Background – Towards a National Park Reserve for Sable Island
In January 2010, the Government of Canada and the Government of Nova Scotia signed a Memorandum of Understanding (MOU) that committed both governments to pursue federal protected area status for Sable Island, either as a national park or a national wildlife area. The Canada-Nova Scotia Sable Island Task Group, created as a result of the MOU, was mandated to determine whether a national wildlife area or a national park would best meet the needs of Sable Island. In its report submitted on April 22, 2010, the Task Group recommended that Sable Island be designated as a national park under the Canada National Parks Act.
© Parks Canada
Sable Island, in addition to Kejimkujik National Park and National Historic Site represents the Atlantic Coast Plain natural region of Canada’s national park system.
On May 18, 2010, the Honourable Jim Prentice, Canada’s former Minister of the Environment and Minister Responsible for Parks Canada, and the Honourable John MacDonell, Nova Scotia’s former Minister of Natural Resources, announced that the governments of Canada and Nova Scotia accepted the Task Group’s recommendation and would take the necessary steps to designate Sable Island as a national park under the Canada National Parks Act for the benefit of current and future generations.
© Parks Canada
Between June and September of 2010, a public engagement process was undertaken by Parks Canada in order to collect input on the proposed national park for Sable Island. The passion for and great interest Canadians have in Sable Island is evident in the submissions received from across Canada and abroad, expressing support and highlighting ideas, concerns and visions for the future of Sable Island as a national park. Parks Canada received approximately 2,800 responses, including comments at the open houses, online submissions, emails and letters. A summary of public input was released in January 2011 and is available to download.
Canadians expressed overwhelming support for the designation of Sable Island as a national park.
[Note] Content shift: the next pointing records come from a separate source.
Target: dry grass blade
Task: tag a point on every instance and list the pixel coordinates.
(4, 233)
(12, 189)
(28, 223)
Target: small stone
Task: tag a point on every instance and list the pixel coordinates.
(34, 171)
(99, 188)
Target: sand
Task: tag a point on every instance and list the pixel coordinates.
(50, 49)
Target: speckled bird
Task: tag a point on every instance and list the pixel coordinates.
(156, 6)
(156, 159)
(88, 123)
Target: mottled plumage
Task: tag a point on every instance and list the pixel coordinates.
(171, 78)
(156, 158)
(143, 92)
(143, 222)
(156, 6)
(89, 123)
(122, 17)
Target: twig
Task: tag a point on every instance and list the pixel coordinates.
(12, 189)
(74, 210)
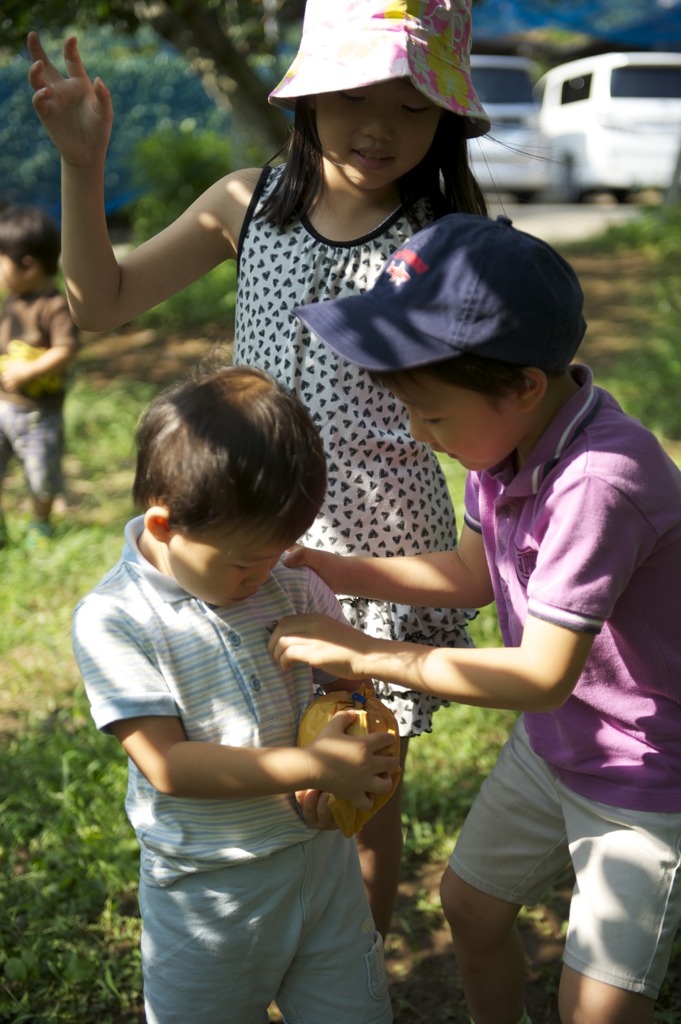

Parks Canada also heard that Canadians:
• Feel it is important to maintain the ecological integrity and protect the cultural resources of Sable Island through careful management;
• Are interested in opportunities for visitor experiences on the island that ensure the protection of its unique sense of place and resources; and
• Are interested in opportunities to discover Sable Island through innovative outreach and education initiatives that bring the Sable Island experience to Canadians in their homes, communities and schools.
Formal consultations with the Mi’kmaq of Nova Scotia were also undertaken and are ongoing.
The Honourable Peter Kent, Canada’s Minister of the Environment and Minister responsible for Parks Canada, and the Honourable Darrel Dexter, Premier of Nova Scotia, sign the Memorandum of Agreement to Establish a National Park for Sable Island on October 17, 2011. At left is the Honourable Peter MacKay, Canada’s Minister of National Defence and Regional Minister for Nova Scotia; at right is Leonard Preyra, Member of Nova Scotia’s Legislative Assembly responsible for Sable Island. © Parks Canada
On October 17, 2011 the Government of Canada and the Government of Nova Scotia signed a Memorandum of Agreement to Establish a National Park at Sable Island. The agreement was signed by the Honourable Peter Kent, Canada’s Minister of the Environment and Minister responsible for Parks Canada, and the Honourable Darrel Dexter, Premier of Nova Scotia, and outlines the terms and conditions by which the national park reserve will be established and managed. The next step is to designate Sable Island a national park reserve under the Canada National Parks Act. The governments of Canada and Nova Scotia will also work together to enact a legislative ban on drilling from the surface of Sable Island and out to one nautical mile.
Since April 1, 2012, Parks Canada is the main point of contact for Sable Island National Park Reserve, and is coordinating all access to the island. This coming year is a transition year, whereby Parks Canada will continue to work closely with other federal partners to facilitate a smooth transition. By taking the time to learn about the island including working with partners and stakeholders who have extensive knowledge of Sable Island, Parks Canada will develop a foundation of knowledge for future decision making.